To apply this YAML file, complete the following steps:

Replace <IMAGE_URI> with the URI of the Neuron Monitoring container image in your ECR repository.
Run the YAML file with the Kubernetes command line tool with the following code:

kubectl apply -f <filename>.yaml

Verify the Neuron Monitor container is running as DaemonSet:

kubectl get daemonset -n neuron-monitor

Set up Amazon Managed Service for Prometheus
To utilize Amazon Managed Service for Prometheus with your EKS cluster, you must first configure Prometheus to scrape metrics from Neuron Monitor pods and forward them to the managed service.
Prometheus requires the Container Storage Interface (CSI) in the EKS cluster.

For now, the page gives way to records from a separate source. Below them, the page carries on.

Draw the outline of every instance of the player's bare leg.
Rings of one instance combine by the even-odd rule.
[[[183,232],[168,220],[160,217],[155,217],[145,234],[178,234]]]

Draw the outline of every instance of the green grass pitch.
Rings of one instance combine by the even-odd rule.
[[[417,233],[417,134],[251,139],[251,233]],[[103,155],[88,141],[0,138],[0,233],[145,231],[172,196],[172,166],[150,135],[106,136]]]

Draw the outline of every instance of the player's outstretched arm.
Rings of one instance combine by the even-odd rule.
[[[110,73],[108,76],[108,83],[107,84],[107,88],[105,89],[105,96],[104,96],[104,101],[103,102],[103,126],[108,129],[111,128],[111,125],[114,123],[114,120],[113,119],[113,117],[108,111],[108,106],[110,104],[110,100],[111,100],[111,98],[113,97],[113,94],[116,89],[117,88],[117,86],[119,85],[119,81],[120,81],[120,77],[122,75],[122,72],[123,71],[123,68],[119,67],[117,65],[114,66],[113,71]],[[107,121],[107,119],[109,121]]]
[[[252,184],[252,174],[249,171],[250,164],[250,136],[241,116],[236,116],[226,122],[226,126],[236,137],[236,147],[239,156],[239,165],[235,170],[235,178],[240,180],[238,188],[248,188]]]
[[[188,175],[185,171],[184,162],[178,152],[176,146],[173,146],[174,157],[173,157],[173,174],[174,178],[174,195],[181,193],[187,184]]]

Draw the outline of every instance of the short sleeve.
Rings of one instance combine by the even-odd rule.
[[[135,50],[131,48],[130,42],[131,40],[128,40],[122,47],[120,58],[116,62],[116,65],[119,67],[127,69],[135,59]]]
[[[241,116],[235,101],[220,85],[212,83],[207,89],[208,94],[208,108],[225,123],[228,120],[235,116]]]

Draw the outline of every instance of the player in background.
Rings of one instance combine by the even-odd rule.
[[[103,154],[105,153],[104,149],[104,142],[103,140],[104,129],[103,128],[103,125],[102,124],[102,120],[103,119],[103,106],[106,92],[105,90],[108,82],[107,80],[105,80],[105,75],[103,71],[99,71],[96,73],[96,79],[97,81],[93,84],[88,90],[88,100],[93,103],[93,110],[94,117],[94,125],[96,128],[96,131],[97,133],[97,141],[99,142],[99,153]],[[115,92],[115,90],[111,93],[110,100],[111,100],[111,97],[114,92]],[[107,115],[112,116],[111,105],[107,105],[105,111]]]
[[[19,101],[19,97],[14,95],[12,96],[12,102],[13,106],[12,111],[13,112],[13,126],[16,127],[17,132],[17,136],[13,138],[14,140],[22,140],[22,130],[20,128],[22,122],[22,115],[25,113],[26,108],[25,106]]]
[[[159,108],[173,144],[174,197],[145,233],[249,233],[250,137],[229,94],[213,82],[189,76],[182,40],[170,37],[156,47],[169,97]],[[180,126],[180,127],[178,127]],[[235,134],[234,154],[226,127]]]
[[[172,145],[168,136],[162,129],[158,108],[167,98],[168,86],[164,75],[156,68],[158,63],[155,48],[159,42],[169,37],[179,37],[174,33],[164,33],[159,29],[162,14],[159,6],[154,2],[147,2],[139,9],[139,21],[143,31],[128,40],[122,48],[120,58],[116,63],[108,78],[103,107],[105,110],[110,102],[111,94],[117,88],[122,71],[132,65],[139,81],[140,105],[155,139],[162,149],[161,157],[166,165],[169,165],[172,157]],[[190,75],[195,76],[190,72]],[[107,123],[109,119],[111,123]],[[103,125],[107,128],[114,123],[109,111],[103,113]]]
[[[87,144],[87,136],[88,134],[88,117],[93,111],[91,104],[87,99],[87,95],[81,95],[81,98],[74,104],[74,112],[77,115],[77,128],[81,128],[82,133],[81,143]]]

You can use eksctl to set up the necessary components.

Create an AWS Identity and Access Management (IAM) service account with appropriate permissions:

eksctl create iamserviceaccount –name ebs-csi-controller-sa –namespace kube-system –cluster <cluster-name> –role-name <role name> –role-only –attach-policy-arn arn:aws:iam::aws:policy/service-role/AmazonEBSCSIDriverPolicy –approve

Install the Amazon Elastic Block Store (Amazon EBS) CSI driver add-on:

eksctl create addon –name aws-ebs-csi-driver –cluster <cluster-name> –service-account-role-arn <role-arn> –force

Verify the add-on installation:

eksctl get addon –name aws-ebs-csi-driver –cluster <cluster-name>

Now you’re ready to set up your Amazon Managed Service for Prometheus workspace.

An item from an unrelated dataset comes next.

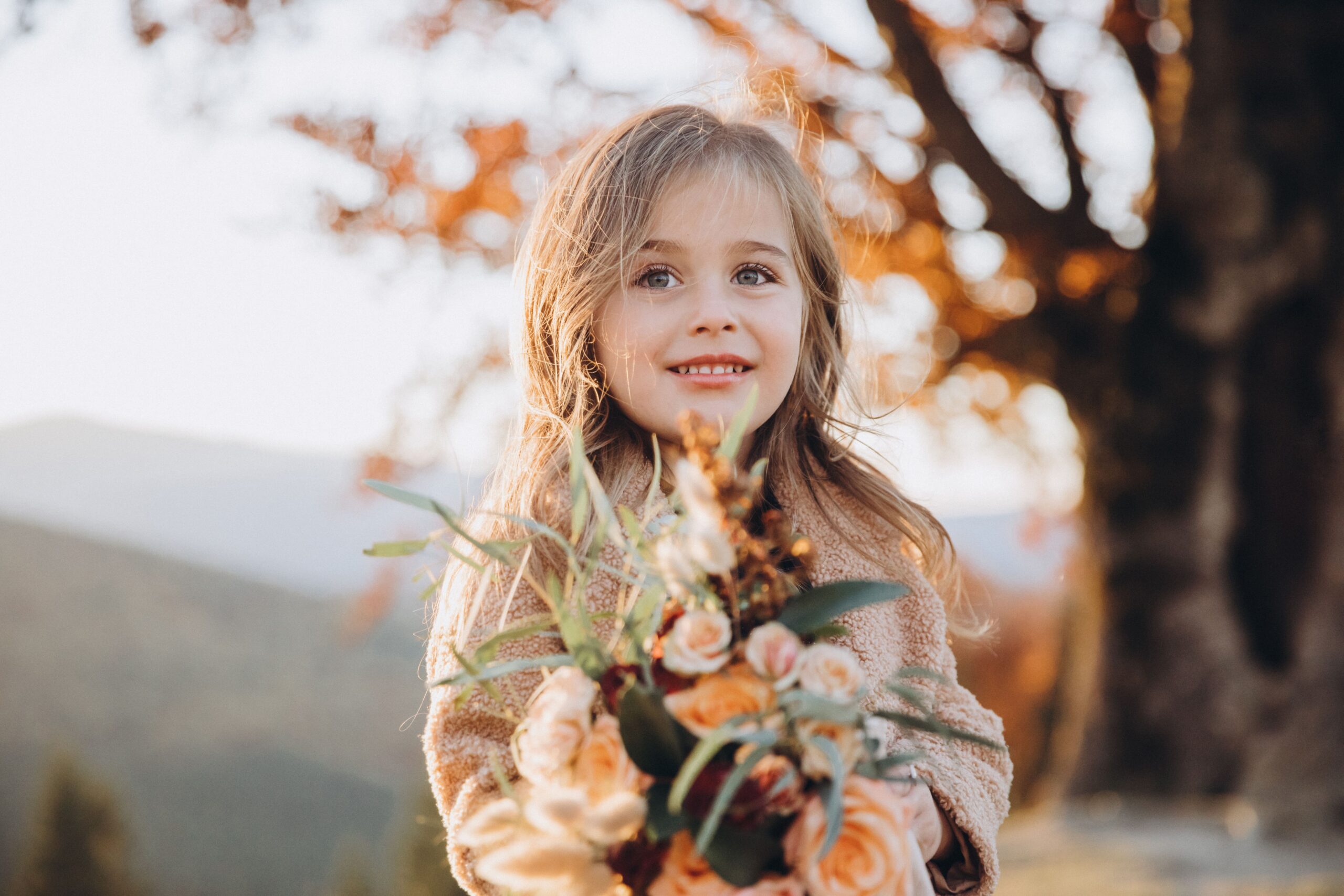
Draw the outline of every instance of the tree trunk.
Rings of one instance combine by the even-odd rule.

Create a workspace using the AWS Command Line Interface (AWS CLI) and confirm its active status:

aws amp create-workspace –alias <alias>
aws amp list-workspaces –alias <alias>

Set up the required service roles following the AWS guidelines to facilitate the ingestion of metrics from your EKS clusters. This includes creating an IAM role specifically for Prometheus ingestion:

aws iam get-role –role-name amp-iamproxy-ingest-role

Next, you install Prometheus in your EKS cluster using a Helm chart, configuring it to scrape metrics from Neuron Monitor and forward them to your Amazon Managed Service for Prometheus workspace. The following is an example of the Helm chart .yaml file to override the necessary configs:

serviceAccounts:
server:
name: “amp-iamproxy-ingest-service-account”
annotations:
eks.amazonaws.com/role-arn: “arn:aws:iam::<account-id>:role/amp-iamproxy-ingest-role”
server:
remoteWrite:
– url: https://aps-workspaces.<region>.amazonaws.com/workspaces/<workspace-id>/api/v1/remote_write
sigv4:
region: us-west-2
queue_config:
max_samples_per_send: 1000
max_shards: 200
capacity: 2500
extraScrapeConfigs: |
– job_name: neuron-monitor-stats
kubernetes_sd_configs:
– role: pod
relabel_configs:
– source_labels: [__meta_kubernetes_pod_label_app]
action: keep
regex: neuron-monitor
– source_labels: [__meta_kubernetes_pod_container_port_number]
action: keep
regex: 8000

This file has the following key sections:

serviceAccounts – Configures the service account used by Prometheus with the necessary IAM role for permissions to ingest metrics
remoteWrite – Specifies the endpoint for writing metrics to Amazon Managed Service for Prometheus, including AWS Region-specific details and batch-writing configurations
extraScrapeConfigs – Defines additional configurations for scraping metrics from Neuron Monitor pods, including selecting pods based on labels and making sure only relevant metrics are captured

Install Prometheus in your EKS cluster using the Helm command and specifying the .yaml file:

helm install prometheus prometheus-community/prometheus -n prometheus –create-namespace -f values.yaml

Verify the installation by checking that all Prometheus pods are running:

kubectl get pods -n prometheus

This confirms that Prometheus is correctly set up to collect metrics from the Neuron Monitor container and forward them to Amazon Managed Service for Prometheus.
Integrate Amazon Managed Grafana
When Prometheus is operational, complete the following steps:

Set up Amazon Managed Grafana. For instructions, see Getting started with Amazon Managed Grafana.
Configure it to use Amazon Managed Service for Prometheus as a data source. For details, see Use AWS data source configuration to add Amazon Managed Service for Prometheus as a data source.
Import the example Neuron Monitor dashboard from GitHub to quickly visualize your metrics.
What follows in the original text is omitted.